Betrieb B betreibt weniger Aufwand für den Erhalt seiner Bodenfruchtbarkeit, er baut keine Zwischenfrüchte an und beschafft den Nährstoffbedarf seiner Kulturpflanzen über – im Verhältnis zu Betrieb A – viel günstigeren Stickstoff aus synthetischer Produktion. Er betreibt wenig Fruchtwechsel und kann auf seiner Betriebsfläche deshalb jedes Jahr Marktfrüchte anbauen und verkaufen.
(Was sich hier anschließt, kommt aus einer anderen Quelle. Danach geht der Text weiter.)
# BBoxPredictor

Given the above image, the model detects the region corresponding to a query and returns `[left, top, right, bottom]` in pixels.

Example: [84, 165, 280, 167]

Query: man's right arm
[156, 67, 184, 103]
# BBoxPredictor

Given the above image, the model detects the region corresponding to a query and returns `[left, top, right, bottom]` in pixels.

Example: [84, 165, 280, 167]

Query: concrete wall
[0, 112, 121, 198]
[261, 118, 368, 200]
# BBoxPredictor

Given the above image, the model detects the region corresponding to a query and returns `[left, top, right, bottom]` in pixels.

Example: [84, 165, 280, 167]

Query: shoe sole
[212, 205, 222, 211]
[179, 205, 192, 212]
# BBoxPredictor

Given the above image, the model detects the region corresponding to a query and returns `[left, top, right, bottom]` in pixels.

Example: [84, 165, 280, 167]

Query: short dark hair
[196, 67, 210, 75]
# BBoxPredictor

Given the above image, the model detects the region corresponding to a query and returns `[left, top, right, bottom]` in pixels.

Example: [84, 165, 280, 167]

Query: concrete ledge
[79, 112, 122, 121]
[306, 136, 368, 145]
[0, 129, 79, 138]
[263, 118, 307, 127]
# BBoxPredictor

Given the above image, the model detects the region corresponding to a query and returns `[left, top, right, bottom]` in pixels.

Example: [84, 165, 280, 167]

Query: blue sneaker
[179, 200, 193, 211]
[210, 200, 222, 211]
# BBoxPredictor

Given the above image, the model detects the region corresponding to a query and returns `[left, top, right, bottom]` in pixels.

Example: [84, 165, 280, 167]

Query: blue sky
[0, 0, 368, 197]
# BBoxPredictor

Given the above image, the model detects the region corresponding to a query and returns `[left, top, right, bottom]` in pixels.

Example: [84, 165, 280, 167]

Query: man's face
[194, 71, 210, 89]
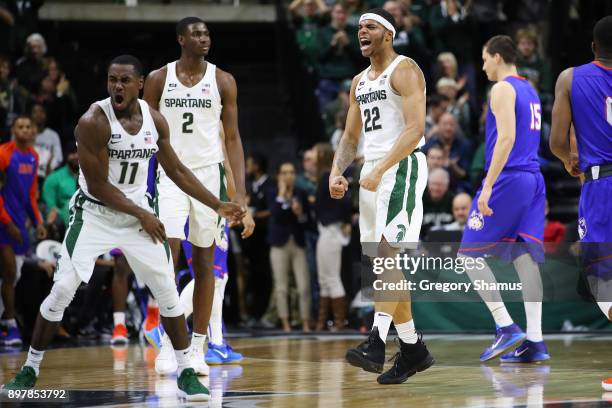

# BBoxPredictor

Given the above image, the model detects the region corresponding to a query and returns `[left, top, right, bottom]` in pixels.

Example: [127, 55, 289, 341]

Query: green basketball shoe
[2, 366, 36, 390]
[176, 368, 210, 401]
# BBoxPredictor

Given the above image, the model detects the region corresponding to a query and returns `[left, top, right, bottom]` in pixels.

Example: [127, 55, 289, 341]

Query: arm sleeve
[0, 145, 12, 225]
[27, 155, 42, 225]
[42, 174, 58, 211]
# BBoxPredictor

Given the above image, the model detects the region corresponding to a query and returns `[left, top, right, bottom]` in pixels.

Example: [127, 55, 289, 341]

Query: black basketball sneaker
[346, 327, 385, 373]
[376, 334, 435, 384]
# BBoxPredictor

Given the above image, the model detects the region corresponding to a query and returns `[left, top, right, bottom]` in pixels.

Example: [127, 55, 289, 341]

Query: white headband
[359, 13, 395, 37]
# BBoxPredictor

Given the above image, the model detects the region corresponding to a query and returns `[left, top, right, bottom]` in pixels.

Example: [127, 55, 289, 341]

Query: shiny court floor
[0, 335, 612, 408]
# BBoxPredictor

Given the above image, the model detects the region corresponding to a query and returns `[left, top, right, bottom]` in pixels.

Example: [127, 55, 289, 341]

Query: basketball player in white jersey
[329, 8, 434, 384]
[144, 17, 255, 375]
[4, 55, 245, 400]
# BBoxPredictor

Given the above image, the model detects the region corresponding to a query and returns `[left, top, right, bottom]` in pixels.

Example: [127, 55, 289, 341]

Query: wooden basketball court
[0, 334, 612, 408]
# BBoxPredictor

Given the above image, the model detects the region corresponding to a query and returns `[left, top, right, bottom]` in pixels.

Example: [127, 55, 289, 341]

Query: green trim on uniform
[406, 153, 419, 224]
[152, 171, 170, 262]
[217, 163, 227, 227]
[66, 192, 86, 258]
[385, 157, 408, 225]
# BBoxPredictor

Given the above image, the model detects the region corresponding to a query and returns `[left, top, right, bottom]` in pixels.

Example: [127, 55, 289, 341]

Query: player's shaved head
[593, 16, 612, 58]
[108, 54, 143, 76]
[176, 17, 206, 36]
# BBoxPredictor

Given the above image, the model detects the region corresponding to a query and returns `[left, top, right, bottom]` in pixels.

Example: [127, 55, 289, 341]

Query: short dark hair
[366, 7, 397, 29]
[108, 54, 142, 76]
[249, 153, 268, 173]
[176, 17, 206, 37]
[593, 16, 612, 54]
[485, 35, 518, 64]
[427, 93, 450, 106]
[11, 114, 34, 127]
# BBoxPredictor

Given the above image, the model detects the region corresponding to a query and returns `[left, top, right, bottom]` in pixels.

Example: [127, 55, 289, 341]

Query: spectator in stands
[431, 193, 472, 232]
[344, 0, 368, 29]
[314, 143, 351, 331]
[427, 145, 444, 172]
[436, 77, 471, 135]
[289, 0, 327, 73]
[268, 162, 310, 332]
[240, 153, 272, 318]
[544, 200, 566, 254]
[42, 143, 79, 240]
[15, 33, 47, 93]
[429, 4, 476, 110]
[32, 76, 76, 144]
[47, 57, 79, 120]
[317, 3, 361, 109]
[425, 94, 450, 140]
[0, 56, 27, 143]
[31, 103, 64, 180]
[322, 79, 352, 137]
[423, 112, 472, 187]
[516, 29, 552, 111]
[0, 116, 46, 345]
[421, 169, 454, 236]
[383, 0, 429, 68]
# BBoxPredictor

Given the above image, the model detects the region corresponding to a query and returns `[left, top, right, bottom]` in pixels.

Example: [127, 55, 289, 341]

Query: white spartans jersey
[159, 61, 223, 170]
[79, 98, 158, 205]
[355, 55, 425, 160]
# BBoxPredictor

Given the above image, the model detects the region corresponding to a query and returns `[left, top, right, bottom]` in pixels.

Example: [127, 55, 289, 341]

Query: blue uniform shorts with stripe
[459, 170, 546, 262]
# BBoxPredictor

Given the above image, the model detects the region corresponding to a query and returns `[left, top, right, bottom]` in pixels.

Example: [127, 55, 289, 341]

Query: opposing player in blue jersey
[550, 16, 612, 391]
[459, 36, 550, 362]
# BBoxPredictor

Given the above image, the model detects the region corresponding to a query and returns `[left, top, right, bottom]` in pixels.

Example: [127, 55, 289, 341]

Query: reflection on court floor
[0, 334, 612, 408]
Sein Aufwand und seine Produktionskosten sind niedriger, er arbeitet – nach der gewöhnlichen betriebswirtschaftlichen Rechnung beurteilt – effizienter und kann seine Erzeugnisse am Markt günstiger als Betrieb A anbieten. Allerdings entstehen in seinem Betrieb versteckte Kosten. Zum Beispiel bewirkt er mehr CO2-Emissionen, als er in den Boden rückbindet. Er baut keine Zwischenfrüchte an, sein Boden liegt z. T. zeitweise offen. Durch Starkregen und Wind verliert er fruchtbaren Boden, Humus, einen der wichtigsten Produktionsfaktoren seines Betriebes. Der Boden stirbt.
So wie am Beispiel Bodenfruchtbarkeit dargestellt, ergeben sich je nach Art der Bewirtschaftung zahlreiche positive oder negative Effekte auf die natürlichen und sozioökonomischen Produktionsfaktoren eines Betriebes sowie auf die Umwelt.
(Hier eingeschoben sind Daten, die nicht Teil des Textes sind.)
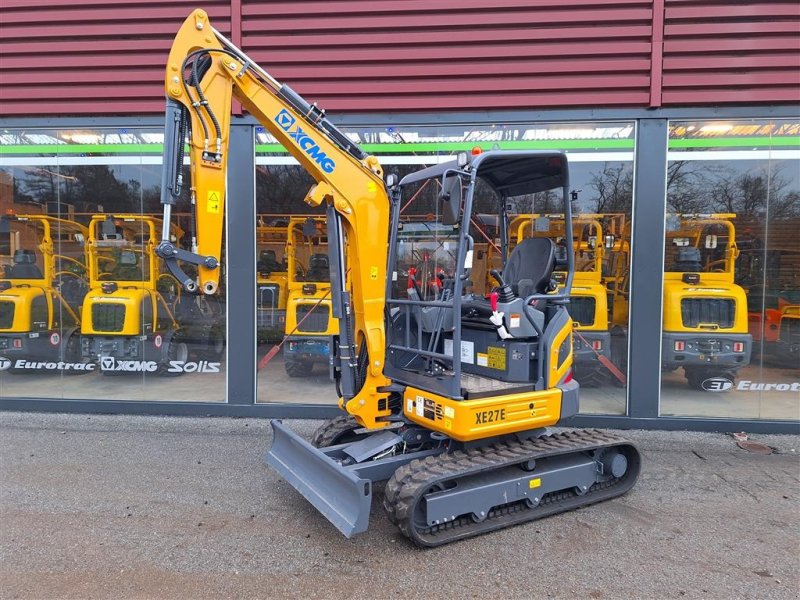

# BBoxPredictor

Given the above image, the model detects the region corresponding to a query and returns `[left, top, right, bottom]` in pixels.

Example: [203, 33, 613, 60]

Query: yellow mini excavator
[157, 10, 641, 546]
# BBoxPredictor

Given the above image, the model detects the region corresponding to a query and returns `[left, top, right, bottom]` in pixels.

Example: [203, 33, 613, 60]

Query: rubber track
[383, 430, 641, 547]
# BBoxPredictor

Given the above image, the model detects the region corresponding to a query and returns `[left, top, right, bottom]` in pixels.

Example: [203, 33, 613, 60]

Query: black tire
[311, 415, 363, 448]
[156, 335, 189, 377]
[283, 358, 314, 377]
[683, 368, 708, 391]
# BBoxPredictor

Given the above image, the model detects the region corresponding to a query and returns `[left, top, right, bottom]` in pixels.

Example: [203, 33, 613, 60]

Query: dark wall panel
[662, 0, 800, 106]
[242, 0, 652, 112]
[0, 0, 800, 116]
[0, 0, 231, 116]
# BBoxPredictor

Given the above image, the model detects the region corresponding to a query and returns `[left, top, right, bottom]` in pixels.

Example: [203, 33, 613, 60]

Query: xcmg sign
[275, 108, 336, 173]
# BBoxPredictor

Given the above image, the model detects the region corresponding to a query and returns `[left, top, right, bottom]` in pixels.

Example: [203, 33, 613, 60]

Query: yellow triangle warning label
[206, 190, 222, 213]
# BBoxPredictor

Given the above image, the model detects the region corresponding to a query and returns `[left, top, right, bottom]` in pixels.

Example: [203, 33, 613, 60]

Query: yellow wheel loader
[158, 11, 641, 546]
[256, 224, 289, 343]
[0, 214, 90, 373]
[612, 213, 753, 392]
[283, 217, 339, 377]
[81, 214, 224, 376]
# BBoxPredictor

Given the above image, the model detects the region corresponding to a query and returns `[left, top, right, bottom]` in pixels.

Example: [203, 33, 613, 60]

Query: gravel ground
[0, 413, 800, 599]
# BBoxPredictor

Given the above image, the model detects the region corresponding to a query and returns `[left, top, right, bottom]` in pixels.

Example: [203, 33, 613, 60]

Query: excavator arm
[157, 10, 391, 428]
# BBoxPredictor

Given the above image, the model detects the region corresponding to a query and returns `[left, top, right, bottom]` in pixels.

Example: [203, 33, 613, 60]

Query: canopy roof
[400, 150, 569, 197]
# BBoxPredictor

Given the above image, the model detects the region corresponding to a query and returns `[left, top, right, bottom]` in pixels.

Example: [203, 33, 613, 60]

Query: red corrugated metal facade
[0, 0, 800, 116]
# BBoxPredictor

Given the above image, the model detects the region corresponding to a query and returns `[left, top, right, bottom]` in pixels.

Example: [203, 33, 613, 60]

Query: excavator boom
[157, 10, 391, 428]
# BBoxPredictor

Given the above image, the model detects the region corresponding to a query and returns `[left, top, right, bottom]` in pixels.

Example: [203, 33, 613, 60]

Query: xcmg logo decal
[275, 108, 295, 131]
[275, 108, 336, 173]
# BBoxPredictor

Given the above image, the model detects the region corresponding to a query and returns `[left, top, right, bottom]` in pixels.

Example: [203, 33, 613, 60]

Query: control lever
[408, 273, 423, 300]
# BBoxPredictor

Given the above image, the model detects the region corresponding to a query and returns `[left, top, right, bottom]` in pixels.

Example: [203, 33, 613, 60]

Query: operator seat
[256, 250, 285, 273]
[503, 238, 556, 298]
[461, 238, 556, 330]
[673, 248, 703, 273]
[306, 254, 331, 282]
[6, 249, 44, 279]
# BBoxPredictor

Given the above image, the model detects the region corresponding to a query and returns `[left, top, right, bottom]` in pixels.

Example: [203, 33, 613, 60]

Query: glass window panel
[661, 119, 800, 419]
[0, 128, 225, 401]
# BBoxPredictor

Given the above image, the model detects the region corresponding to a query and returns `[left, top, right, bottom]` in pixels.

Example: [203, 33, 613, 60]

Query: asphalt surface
[0, 413, 800, 599]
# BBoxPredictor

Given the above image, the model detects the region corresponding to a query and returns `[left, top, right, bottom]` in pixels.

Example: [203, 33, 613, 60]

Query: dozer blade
[266, 419, 372, 537]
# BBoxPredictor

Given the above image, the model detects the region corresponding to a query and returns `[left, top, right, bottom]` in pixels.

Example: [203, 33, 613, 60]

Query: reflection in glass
[0, 129, 226, 401]
[661, 120, 800, 419]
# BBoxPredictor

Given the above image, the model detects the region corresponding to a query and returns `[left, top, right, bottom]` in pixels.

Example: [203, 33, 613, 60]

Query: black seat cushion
[503, 238, 556, 294]
[306, 254, 331, 282]
[674, 248, 703, 273]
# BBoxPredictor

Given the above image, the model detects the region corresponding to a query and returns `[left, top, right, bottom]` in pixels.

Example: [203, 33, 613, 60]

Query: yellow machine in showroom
[157, 10, 641, 546]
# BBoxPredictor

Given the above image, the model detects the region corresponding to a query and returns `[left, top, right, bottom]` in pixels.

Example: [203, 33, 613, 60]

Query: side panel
[403, 387, 562, 442]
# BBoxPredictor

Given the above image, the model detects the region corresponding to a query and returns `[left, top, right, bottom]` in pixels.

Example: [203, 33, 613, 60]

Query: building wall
[0, 0, 800, 116]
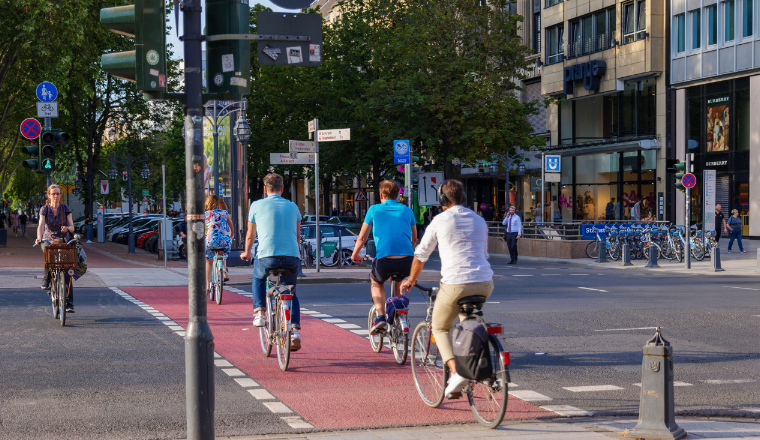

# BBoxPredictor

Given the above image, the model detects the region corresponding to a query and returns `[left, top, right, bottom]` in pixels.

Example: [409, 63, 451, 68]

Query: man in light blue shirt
[351, 180, 417, 335]
[240, 173, 301, 351]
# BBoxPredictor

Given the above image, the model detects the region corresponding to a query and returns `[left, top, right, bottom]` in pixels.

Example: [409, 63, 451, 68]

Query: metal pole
[181, 0, 215, 440]
[314, 118, 322, 273]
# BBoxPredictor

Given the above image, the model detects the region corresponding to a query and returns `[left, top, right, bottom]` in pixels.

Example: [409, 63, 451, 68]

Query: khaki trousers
[433, 280, 493, 362]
Nachhaltigkeit ist nicht gratis

Alle Massnahmen, die der Betrieb unternimmt, um positive Effekte auszulösen, erzeugen betrieblichen Aufwand und kosten Geld. In der Bilanz schlagen sich diese als Personal- und Sachkosten nieder. Er muss die Kosten auf den Preis seiner Produkte oder Dienstleistungen umlegen und dafür am Markt einen vergleichsweise hohen Preis verlangen, um seine Kosten decken zu können. Der Vorgang ist ungerecht, denn die Konsumentin oder der Konsument, die oder der bereit ist, den höheren Preis für nachhaltig produzierte Lebensmittel auszugeben, bezahlt für andere Konsumentinnen und Konsumenten mit, denn die betrieblichen Massnahmen und Leistungen, die den höheren Preis begründen, kommen der gesamten Gesellschaft zugute. Zudem bezahlt sie oder er noch über Steuern und Abgaben an der Behebung der Schäden mit.
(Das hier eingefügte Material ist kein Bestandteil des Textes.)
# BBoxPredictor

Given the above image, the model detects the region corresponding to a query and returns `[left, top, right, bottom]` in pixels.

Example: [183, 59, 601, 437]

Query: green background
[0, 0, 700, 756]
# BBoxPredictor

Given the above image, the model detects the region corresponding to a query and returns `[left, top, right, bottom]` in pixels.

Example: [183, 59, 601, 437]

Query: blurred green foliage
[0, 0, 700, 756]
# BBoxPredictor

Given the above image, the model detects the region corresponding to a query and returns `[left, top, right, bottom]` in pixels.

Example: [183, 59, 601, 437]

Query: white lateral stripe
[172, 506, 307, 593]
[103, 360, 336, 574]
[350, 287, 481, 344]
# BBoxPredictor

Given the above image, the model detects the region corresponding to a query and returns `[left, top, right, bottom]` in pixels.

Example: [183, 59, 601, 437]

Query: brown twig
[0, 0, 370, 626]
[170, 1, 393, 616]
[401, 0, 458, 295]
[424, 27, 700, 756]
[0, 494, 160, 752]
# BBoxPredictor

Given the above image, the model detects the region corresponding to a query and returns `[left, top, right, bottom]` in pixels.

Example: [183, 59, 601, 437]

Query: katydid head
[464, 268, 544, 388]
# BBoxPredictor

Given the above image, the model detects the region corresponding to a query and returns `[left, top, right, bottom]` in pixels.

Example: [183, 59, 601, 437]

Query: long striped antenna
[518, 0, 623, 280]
Öffentliches Geld für öffentliche Leistungen

Es wäre daher sinnvoll, den Landwirtinnen und Landwirten ihre Leistungen zum Schutz der Ökosysteme und für das Gemeinwohl unabhängig von den Produkten und ihren Preisen zu vergüten. «Öffentliches Geld für öffentliche Leistungen» wäre die Begründungslinie, nach der verfahren werden muss. Die Berechnungsmethoden für den betriebswirtschaftlichen Aufwand der Leistungen für den Schutz der Ökosysteme sind entwickelt und für jeden Betrieb einsatzbereit. Jetzt fehlen nur noch die Einsicht und die Bereitschaft, den Landwirtinnen und Landwirten ihre Leistungen entsprechend fair zu vergüten.
Volkswirtschaftlich würde die Rechnung aufgehen, denn es wäre für alle, die Betriebe und die Gesellschaft, günstiger, in die Schadensvermeidung zu investieren, als für die Instandsetzung der entstandenen Schäden an Wasser, Boden, Klima und Gesundheit bezahlen zu müssen.